The brothers of Theta Chi — Iota Theta Chapter at the University of Central Florida pose at their 2015 G.I. Theta Chi event.

The brothers of Theta Chi — Iota Theta Chapter at the University of Central Florida pose at their 2015 G.I. Theta Chi event.

For Theta Chi Fraternity, partnering with the USO was an easy decision.

The fraternity, which has military roots dating back to its founding, has a history of supporting military nonprofits. After years of backing organizations that primarily serve wounded, ill and injured troops and veterans, Theta Chi expanded its philanthropic efforts in 2013 to support the larger military community.

“By supporting the USO, Theta Chi not only honors its creed, but also its storied military roots,” Theta Chi Executive Director Mike Mayer said.

G.I Theta Chi participants pose at the University of Central Florida in 2015.

G.I Theta Chi participants pose at the University of Central Florida in 2015.

Since the partnership began two years ago, Theta Chi has raised over $43,102 to benefit the USO.

“The members of Theta Chi have already made an impact to the USO by hosting events that both bring monetary benefit as well as raising awareness in the community,” USO Regional Development Manager Kyndele Cooke said at Theta Chi’s 2014 National Convention.

The USO also partners with the Greek organizations Delta Kappa Epsilon and Phi Gamma Delta.

Rooted in the Military Community

Theta Chi’s connection with the military dates back to its founding in at Norwich University in 1856. That year, two cadets attending Norwich — the oldest private military college in the country — created the Theta Chi Society, which eventually became Theta Chi fraternity.

Many of the organization’s first members, who were also military cadets at Norwich, had to leave their studies to fight in the Civil War. Several other Theta Chi brothers throughout history have served in the military, including a handful who are veterans of the Iraq and Afghanistan wars.

G.I. Theta Chi participants paddle a canoe at the University of Central Florida.

G.I. Theta Chi participants paddle a canoe at the University of Central Florida.

“Being a military-based fraternity, we would sometimes recruit guys who are coming back from the service to go to college,” Heard said. “We had two Marines in our [Theta Chi — Iota Theta Chapter at the University of Central Florida] in the past four years.”

Creating G.I. Theta Chi

Before the fraternity’s official partnership with the USO began, several Theta Chi chapters held “G.I. Theta Chi” philanthropy events to raise money for other military nonprofits. These “G.I. Theta Chi” events, which originated at the Theta Chi — Iota Theta Chapter at the University of Central Florida, now benefit the USO.

“Just a couple years ago we decided to start something that would set us apart on campus and nationally as far as raising money for a good cause,”said Wylder Heard, the philanthropy chair at the University of Central Florida’s Theta Chi — Iota Theta Chapter. “What makes us come back to do it every single year is the fact that we’re raising money to help the troops.”
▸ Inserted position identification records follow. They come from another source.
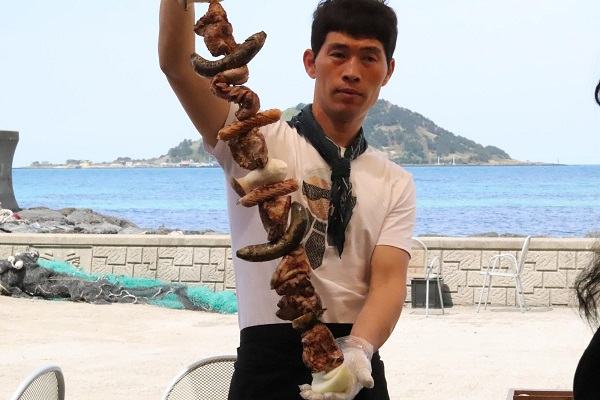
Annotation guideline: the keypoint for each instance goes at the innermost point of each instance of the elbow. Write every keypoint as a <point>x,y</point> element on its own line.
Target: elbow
<point>168,67</point>
<point>174,68</point>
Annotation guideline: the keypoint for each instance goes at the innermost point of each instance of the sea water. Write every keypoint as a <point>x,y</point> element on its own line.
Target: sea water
<point>560,201</point>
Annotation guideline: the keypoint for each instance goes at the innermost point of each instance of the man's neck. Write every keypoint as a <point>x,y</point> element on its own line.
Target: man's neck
<point>341,132</point>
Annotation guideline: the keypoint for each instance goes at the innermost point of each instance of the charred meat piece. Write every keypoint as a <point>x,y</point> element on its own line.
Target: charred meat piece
<point>320,350</point>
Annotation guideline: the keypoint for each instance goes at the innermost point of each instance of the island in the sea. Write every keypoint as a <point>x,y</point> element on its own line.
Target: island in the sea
<point>406,137</point>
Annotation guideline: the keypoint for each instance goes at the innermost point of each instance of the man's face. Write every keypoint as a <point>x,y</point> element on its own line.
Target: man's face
<point>349,74</point>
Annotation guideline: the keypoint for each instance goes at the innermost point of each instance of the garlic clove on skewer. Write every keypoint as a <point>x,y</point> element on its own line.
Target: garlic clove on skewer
<point>275,170</point>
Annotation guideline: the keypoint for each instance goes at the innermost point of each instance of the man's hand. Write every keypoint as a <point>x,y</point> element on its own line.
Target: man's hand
<point>357,358</point>
<point>185,3</point>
G.I. Theta Chi events vary from school to school. At the University of Central Florida, the fraternity holds a weeklong fundraising competition involving the entire campus. At the end of the week, Theta Chi leads a field day with military-themed activities. All students, regardless of Greek affiliation, are invited to participate in the week’s events.

“Everyone knows, ‘Oh, G.I. Theta Chi,'” Heard said. “‘I want to participate. I love the obstacle course. I love the cause. I love America.’

“I guess that’s one thing: Everyone can be a patriot [during G.I. Theta Chi].”